After the chaos of chasing Archie across the neighboring fields a couple of weeks ago, we decided it was time for him to head back to the sale barn. Today was the day.
We’ve had Archie on the farm for about a month. When he arrived, we intended for him to join our goats on the Goat Trails. But he had other ideas and quickly ended up in the corral with the calves.
Honestly, he was perfectly happy with the calves, but he was working them much too hard for the warmer temps at the time. After a couple of weeks to calm down and get used to the new-to-him surroundings, we decided it was time for him to move back into the Goat Trails. Cooler weather, including snow, were on the way and we wanted for him to be able to use the Goat House for shelter, water and grain with the others.
That effort landed him Facebook fame and resulted in us chasing him through nearby fields and essentially shooing him toward home.
The experience of trying to get Archie back into the pen made a few things very clear:
- He’s a bit more “unbroken” than we’re prepared to handle. We don’t exactly know much about donkeys or donkey training and that put us at a severe disadvantage for trying to figure out how to work with him.
- He desperately wanted to stay with the calves. Our calves.

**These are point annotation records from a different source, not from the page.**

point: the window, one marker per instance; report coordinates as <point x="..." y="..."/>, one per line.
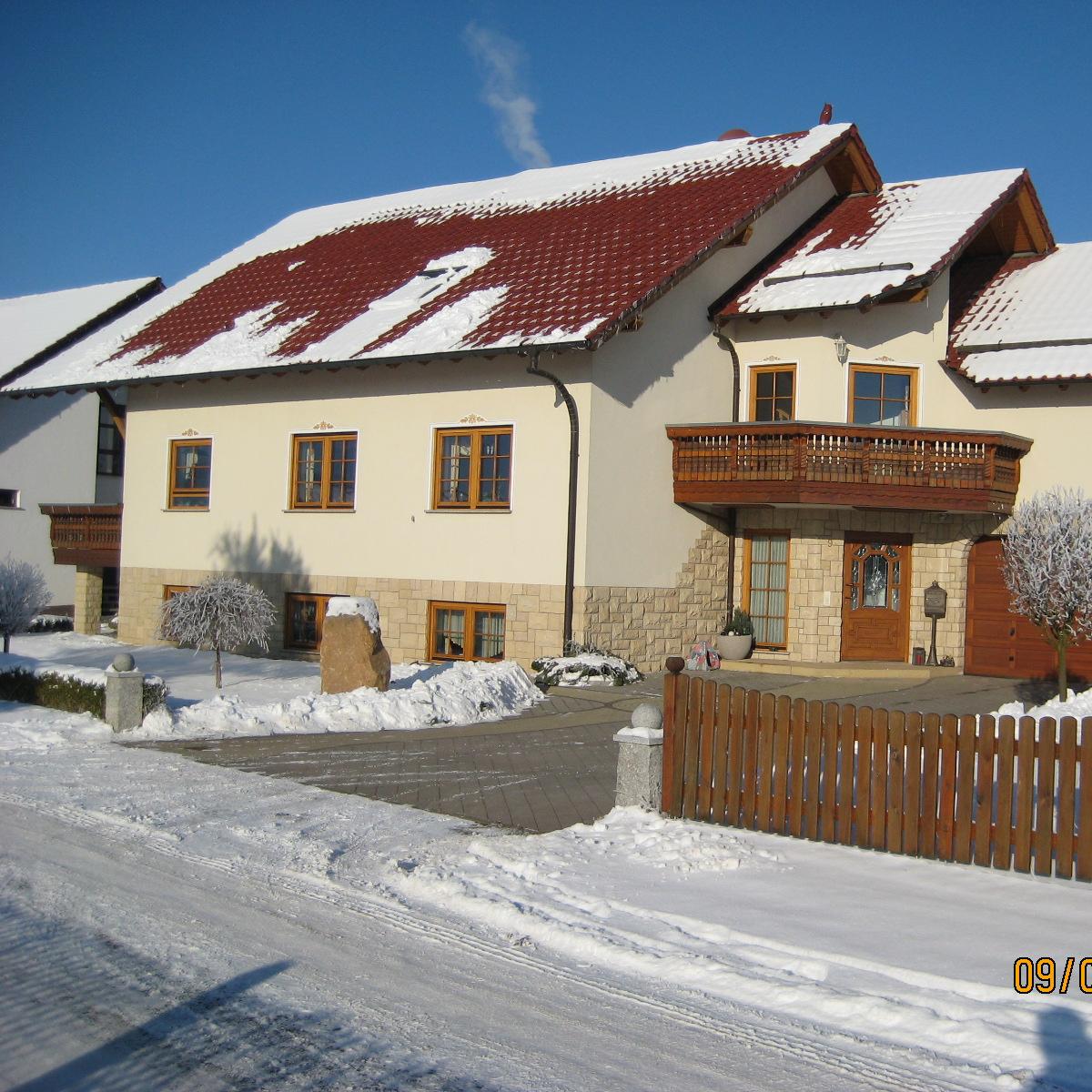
<point x="304" y="616"/>
<point x="465" y="632"/>
<point x="767" y="568"/>
<point x="112" y="448"/>
<point x="190" y="473"/>
<point x="473" y="468"/>
<point x="323" y="470"/>
<point x="773" y="393"/>
<point x="883" y="396"/>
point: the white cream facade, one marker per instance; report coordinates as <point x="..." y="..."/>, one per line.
<point x="637" y="589"/>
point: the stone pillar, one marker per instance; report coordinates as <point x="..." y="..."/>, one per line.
<point x="125" y="693"/>
<point x="642" y="760"/>
<point x="88" y="600"/>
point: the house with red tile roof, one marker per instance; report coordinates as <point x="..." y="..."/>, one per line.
<point x="610" y="401"/>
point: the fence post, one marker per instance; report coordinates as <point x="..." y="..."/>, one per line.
<point x="640" y="760"/>
<point x="125" y="693"/>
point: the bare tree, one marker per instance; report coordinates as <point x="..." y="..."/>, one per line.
<point x="23" y="593"/>
<point x="219" y="615"/>
<point x="1048" y="568"/>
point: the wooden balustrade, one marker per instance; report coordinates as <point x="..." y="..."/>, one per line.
<point x="86" y="534"/>
<point x="805" y="463"/>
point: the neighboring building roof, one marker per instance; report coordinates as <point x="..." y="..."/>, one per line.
<point x="560" y="257"/>
<point x="33" y="326"/>
<point x="873" y="245"/>
<point x="1032" y="321"/>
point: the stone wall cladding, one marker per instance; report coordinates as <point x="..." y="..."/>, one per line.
<point x="87" y="610"/>
<point x="647" y="625"/>
<point x="942" y="545"/>
<point x="534" y="612"/>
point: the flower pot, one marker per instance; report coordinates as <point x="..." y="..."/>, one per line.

The neighboring calves. It didn’t matter. He likely had a specific job at his previous farm and we were trying to change that by putting him with the goats. It wasn’t working.

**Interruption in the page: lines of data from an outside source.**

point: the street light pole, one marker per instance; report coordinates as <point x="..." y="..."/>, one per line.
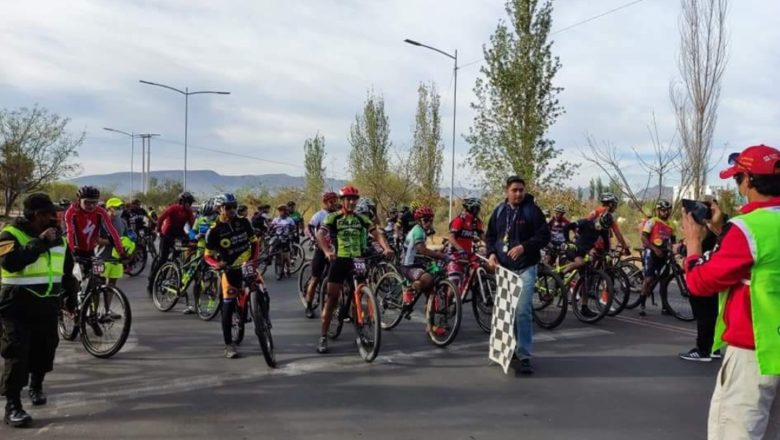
<point x="454" y="108"/>
<point x="186" y="92"/>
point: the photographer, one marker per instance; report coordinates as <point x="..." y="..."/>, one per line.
<point x="745" y="266"/>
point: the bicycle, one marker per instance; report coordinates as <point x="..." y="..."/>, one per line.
<point x="442" y="309"/>
<point x="253" y="300"/>
<point x="101" y="311"/>
<point x="357" y="303"/>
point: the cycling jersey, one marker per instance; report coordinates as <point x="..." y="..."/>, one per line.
<point x="466" y="228"/>
<point x="347" y="233"/>
<point x="83" y="229"/>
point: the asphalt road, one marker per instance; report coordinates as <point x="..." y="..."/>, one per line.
<point x="618" y="379"/>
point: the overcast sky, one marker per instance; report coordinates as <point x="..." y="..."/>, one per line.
<point x="295" y="68"/>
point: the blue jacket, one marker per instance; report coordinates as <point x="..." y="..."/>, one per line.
<point x="529" y="229"/>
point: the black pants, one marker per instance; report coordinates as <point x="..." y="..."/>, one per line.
<point x="29" y="340"/>
<point x="705" y="310"/>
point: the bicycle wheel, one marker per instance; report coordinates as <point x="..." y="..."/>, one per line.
<point x="104" y="321"/>
<point x="367" y="320"/>
<point x="675" y="297"/>
<point x="483" y="290"/>
<point x="137" y="262"/>
<point x="389" y="294"/>
<point x="262" y="328"/>
<point x="208" y="298"/>
<point x="592" y="297"/>
<point x="550" y="300"/>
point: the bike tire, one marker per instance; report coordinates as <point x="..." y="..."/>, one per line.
<point x="483" y="292"/>
<point x="166" y="287"/>
<point x="90" y="320"/>
<point x="262" y="329"/>
<point x="369" y="332"/>
<point x="593" y="286"/>
<point x="550" y="299"/>
<point x="389" y="294"/>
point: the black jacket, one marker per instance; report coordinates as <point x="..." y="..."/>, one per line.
<point x="529" y="229"/>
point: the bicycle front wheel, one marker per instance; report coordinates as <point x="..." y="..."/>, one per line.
<point x="367" y="319"/>
<point x="104" y="321"/>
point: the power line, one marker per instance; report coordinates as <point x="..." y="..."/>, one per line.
<point x="623" y="6"/>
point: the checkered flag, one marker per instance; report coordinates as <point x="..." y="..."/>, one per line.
<point x="502" y="334"/>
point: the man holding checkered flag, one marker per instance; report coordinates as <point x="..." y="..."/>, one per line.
<point x="516" y="233"/>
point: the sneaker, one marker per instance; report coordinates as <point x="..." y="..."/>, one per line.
<point x="37" y="397"/>
<point x="695" y="356"/>
<point x="230" y="351"/>
<point x="322" y="347"/>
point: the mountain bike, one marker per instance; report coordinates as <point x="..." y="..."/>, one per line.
<point x="101" y="316"/>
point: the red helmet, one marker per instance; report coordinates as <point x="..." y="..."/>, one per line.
<point x="349" y="191"/>
<point x="422" y="212"/>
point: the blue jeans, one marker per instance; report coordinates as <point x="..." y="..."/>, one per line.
<point x="524" y="319"/>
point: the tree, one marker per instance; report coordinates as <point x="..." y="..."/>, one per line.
<point x="36" y="150"/>
<point x="696" y="95"/>
<point x="517" y="102"/>
<point x="314" y="176"/>
<point x="427" y="154"/>
<point x="369" y="161"/>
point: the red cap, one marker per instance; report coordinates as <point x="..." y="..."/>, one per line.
<point x="758" y="159"/>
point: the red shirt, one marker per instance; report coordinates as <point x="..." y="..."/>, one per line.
<point x="83" y="229"/>
<point x="171" y="222"/>
<point x="726" y="268"/>
<point x="465" y="227"/>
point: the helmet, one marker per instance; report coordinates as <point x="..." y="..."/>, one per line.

- The fencing around the Goat Trails wasn’t going to contain him. Our makeshift divider in the corral had made him a temporary space – but it will be awhile before we have the full pasture fence in place that would be capable of containing him better. Keeping him in that tiny corral all winter wouldn’t be fair.
We made the tough decision to send him back to the sale barn so that he could find a farm that is a better fit. As we unloaded the trailer on Saturday night, Archie wandered down the stalls and then back to us – getting closer to Aaron and I than he has in his entire month on the farm.
“He’s saying, ‘I’m sorry guys. Don’t leave me. Take me back home,'” Aaron quickly told me. Naturally, I tend to speak for the animals in much of the same way and got those vibes exactly. We absolutely hated seeing him go – but also knew he deserved the chance to find a better fitting farm.
We learned a ton in this process:
- We most likely need a sweet young Jennie donkey that is somewhat broken or trained. We want to learn the right mannerisms and training techniques – but we also want to start with an animal whose background we know a little more about.
- Our fencing likely needs an upgrade for donkey containment. The corral hacking was an epic win on the fly – but is not a long-term solution. We need to get rolling on the South pasture fencing so we’re really ready for some expansion next Spring.
- Selling at the sale barn is way easier than buying. We called ahead of the sale, loaded Archie up and dropped him off with hay and water the night before. They took our information. Our friend Brian gave Aaron and update on the sale. And, our check will hit the mail sometime this week. Shockingly straightforward.
Speaking of sale – by pure dollar signs standards – Archie did turn the smallest of profits. We bought him 1 month and 4 days ago for $210. He sold this weekend for $250.
Naturally – the auctioneers will get a commission. Then, there’s all the hay and grain he was fed. A couple of new lead ropes. Gas for the trucks. Not to mention the time invested in chasing him all around the farm. In most cases, we would call this an obvious loss – but Aaron and I agreed that the learning process here was the real win. We have to go through the steps a few times to figure out how this whole thing is supposed to happen – and bringing Archie to the farm certainly helped us with that.
You’ll be missed, Arch. I hope you always remember your adventures here happily.